From a sudden coronavirus collapse, the Aussie housing market is back. Headline figures are showing a surprising recovery that puts the housing market back in “bubble” territory. According to property research firm CoreLogic, Australian home values posted their fastest monthly growth in 32 years, increasing 2.8 per cent in March, reigniting bubble concerns. The coronavirus-recovery is the quickest on record, with prices up 8.2% since the September 2020 bottom.

  • Turnover is accelerating for the first time in many years. Investment bank UBS says, “By city, Sydney is now strongest (3.5% month-on-month, 5.3% year-on-year); but regional areas also lifted further (2.4% month-on-month, 11.4% year-on-year). Houses remain stronger (2.9% monthly, 7.3% yearly), but units are also now picking up (1.8% monthly, 2.2% yearly). Supply is very low, with new listings in March 25.5% below the five-year average – but demand is strong, seeing sales jump about 43% year-on-year – which is obviously pushing up prices. Unless regulators tighten, home prices could spike further, to about 15% year-on-year.


    We spoke with the CEO of Seneca Financial Solutions, Luke Laretive, who gave us his insight into the current property situation.

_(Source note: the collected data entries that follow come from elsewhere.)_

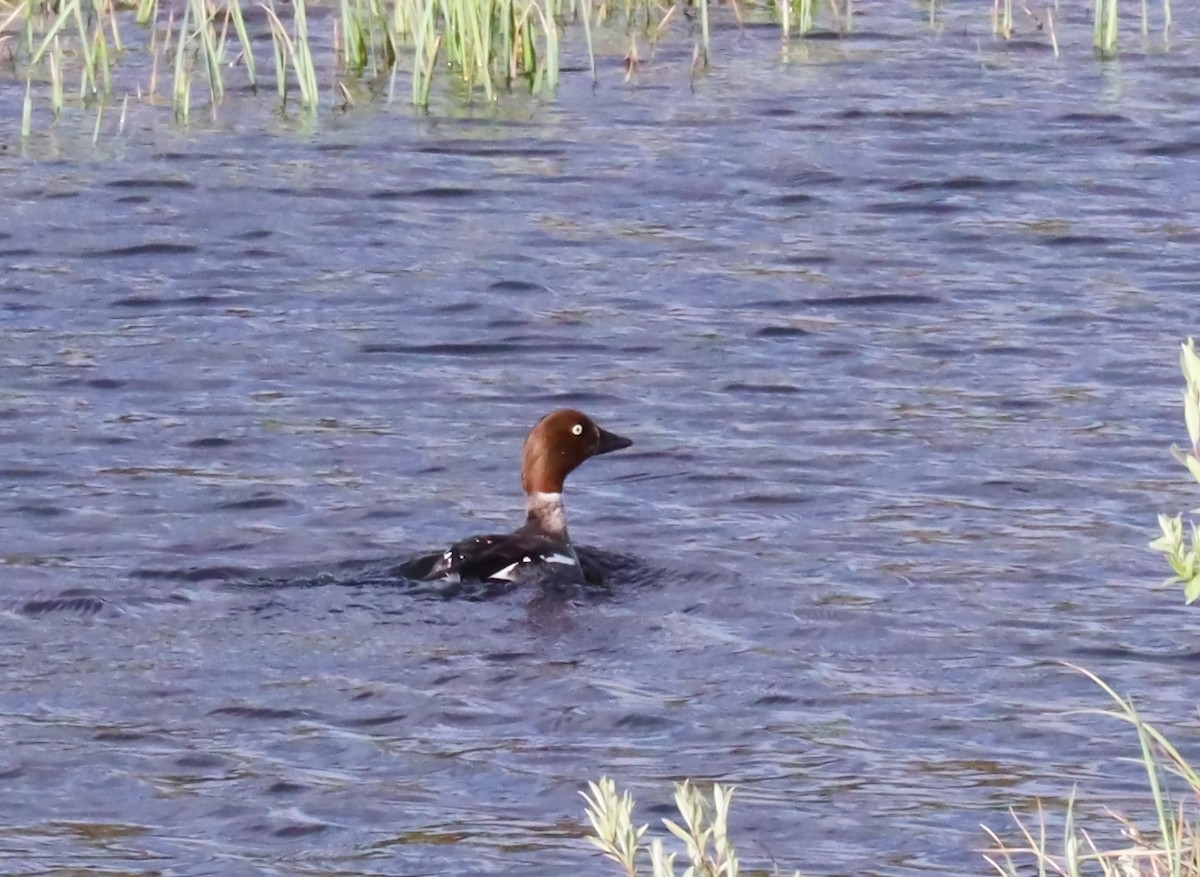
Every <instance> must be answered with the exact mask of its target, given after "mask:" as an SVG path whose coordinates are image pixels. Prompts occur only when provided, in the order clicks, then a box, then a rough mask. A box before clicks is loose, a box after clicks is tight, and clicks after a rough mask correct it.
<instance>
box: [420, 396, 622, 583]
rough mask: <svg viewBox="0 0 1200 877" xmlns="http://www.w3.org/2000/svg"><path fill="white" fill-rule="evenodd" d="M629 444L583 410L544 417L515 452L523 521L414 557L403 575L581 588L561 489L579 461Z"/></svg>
mask: <svg viewBox="0 0 1200 877" xmlns="http://www.w3.org/2000/svg"><path fill="white" fill-rule="evenodd" d="M632 444H634V443H632V440H631V439H628V438H625V437H624V436H618V434H617V433H614V432H610V431H608V430H605V428H604V427H601V426H599V425H598V424H596V422H595V421H594V420H593V419H592V418H589V416H588V415H587V414H583V412H578V410H575V409H574V408H559V409H558V410H554V412H551V413H550V414H547V415H545V416H544V418H542V419H541V420H539V421H538V422H536V424H535V425H534V427H533V428H532V430H530V431H529V434H528V436H527V437H526V440H524V446H523V449H522V452H521V487H522V488H523V489H524V497H526V501H524V510H526V521H524V523H523V524H522V525H521V527H520V528H518V529H516V530H514V531H512V533H508V534H487V535H479V536H468V537H467V539H462V540H458V541H457V542H455V543H454V545H451V546H450V547H449V548H446V549H444V551H442V552H436V553H433V554H432V555H428V554H426V555H421V557H420V558H415V559H414V560H413V561H410V563H409V564H408V565H407V571H408V575H409V577H413V578H416V579H418V581H422V582H434V581H439V579H446V581H462V582H468V581H469V582H482V583H488V584H497V583H510V584H520V583H524V582H535V581H536V582H544V583H548V582H553V583H580V584H582V583H584V581H586V576H584V571H583V567H582V565H581V563H580V555H578V553H577V552H576V551H575V547H574V546H572V543H571V537H570V534H569V533H568V529H566V506H565V505H564V504H563V485H564V482H565V481H566V476H568V475H570V474H571V473H572V471H575V470H576V469H577V468H578V467H580V465H581V464H582V463H583V462H586V461H588V459H590V458H592V457H599V456H601V455H605V453H612V452H613V451H619V450H623V449H625V447H629V446H631V445H632Z"/></svg>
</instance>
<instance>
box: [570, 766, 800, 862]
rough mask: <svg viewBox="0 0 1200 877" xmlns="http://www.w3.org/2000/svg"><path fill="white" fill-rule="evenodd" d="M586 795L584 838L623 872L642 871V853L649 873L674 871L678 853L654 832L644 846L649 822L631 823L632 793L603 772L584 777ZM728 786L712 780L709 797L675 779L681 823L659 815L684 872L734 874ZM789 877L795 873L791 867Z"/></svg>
mask: <svg viewBox="0 0 1200 877" xmlns="http://www.w3.org/2000/svg"><path fill="white" fill-rule="evenodd" d="M580 794H582V795H583V800H586V801H587V809H586V812H587V817H588V822H589V823H592V834H589V835H588V840H589V841H590V842H592V845H593V846H595V847H596V848H598V849H599V851H600V852H601V853H604V854H605V857H606V858H608V859H612V860H613V861H614V863H617V864H618V865H619V866H620V870H622V873H624V875H625V877H637V875H640V873H643V871H642V870H641V869H640V867H638V858H640V857H641V854H642V853H644V857H641V858H648V859H649V866H650V867H649V871H644V873H648V875H649V877H674V875H676V870H674V867H676V865H674V863H676V859H677V858H678V855H679V853H678V852H674V853H668V852H667V851H666V847H665V846H664V843H662V840H661V839H659V837H655V839H654V840H652V841H650V843H649V846H648V847H643V846H642V837H643V836H644V835H646V831H647V829H649V825H642V827H641V828H635V825H634V797H632V794H630V793H629V792H628V791H626V792H624V793H623V794H619V793H618V792H617V783H616V782H613V781H612V780H611V779H608V777H607V776H601V777H600V781H599V782H589V783H588V792H581V793H580ZM732 798H733V789H732V788H731V787H727V786H721V785H720V783H719V782H714V783H713V801H712V804H709V801H708V800H707V799H706V798H704V795H703V793H702V792H701V791H700V789H697V788H696V787H695V786H692V785H691V782H678V783H676V794H674V800H676V807H677V809H678V811H679V816H680V821H682V822H683V824H682V825H680V824H679V823H677V822H674V821H672V819H664V821H662V824H664V827H665V828H666V829H667V830H668V831H670V833H671V834H672V835H674V836H676V839H677V840H678V841H679V842H680V843H682V845H683V852H684V855H685V857H686V859H688V866H686V869H685V870H684V877H738V873H739V867H740V863H739V861H738V854H737V851H736V849H734V848H733V840H732V839H731V837H730V831H728V827H730V800H731V799H732ZM794 877H800V872H799V871H797V872H796V875H794Z"/></svg>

He sees building materials (from both a new construction and renovation perspective), property development and home-based consumer spending to form a significant driver of alpha for investors.

    The work at home/city mix is likely to continue, boosting home improvement spending, renovations, furniture and increasing requirement for square meterage etc. “Couple this with the unprecedented availability of capital (which is 70%-90% of a property buyer’s purchasing power), you have a confluence of a structural shift in preference and a cyclical trend in interest rates,” he says. 

    Laretive has listed four stocks that stand to benefit from the next housing boom. “Gyprock-manufacturer CSR Ltd (ASX: CSR) has the highest leverage to single-family dwelling construction of any ASX listed company (51% of revenue). It has a consensus price target of $5.60 though many analysts in the market are not forecasting >200k building approvals numbers, which we see as more probable than many think, given the property market conditions currently.”

    His second pick, with less domestic leverage, but potentially more price upside is Boral (ASX: BLD) “whose Australian business is a beneficiary of continued government infrastructure spending and an accelerating property market in the US. Boral is currently going through a significant organisational restructure and recently divested a division, and likely to continue to return capital to shareholders.” Another more direct beneficiary is pure-play property developer Cedar Woods Properties (ASX: CWP). Laretive sees an earnings recovery story underway, and CWP should benefit from exposure across land development, apartment, townhouse and commercial property products.  

    His final pick is Realestate.com (ASX: REA). Last Friday Mortgage Choice (ASX: MOC) and REA entered into a scheme implementation agreement, whereby REA will purchase all shares in MOC. Joining forces is smart business.

    REA has a strong brand and firm grasp of the real estate advertising market. The acquisition provides REA with a unique client base of high-intent property seekers. It will also gives REA a mortgage broking business that can leverage REA’s digital strength. On all counts, the deal is a good deal, and comes at an opportune time, with the RBA maintaining the official interest rate at a record low of 0.10 per cent right at the cusp of another property boom. REA couldn’t have positioned itself better.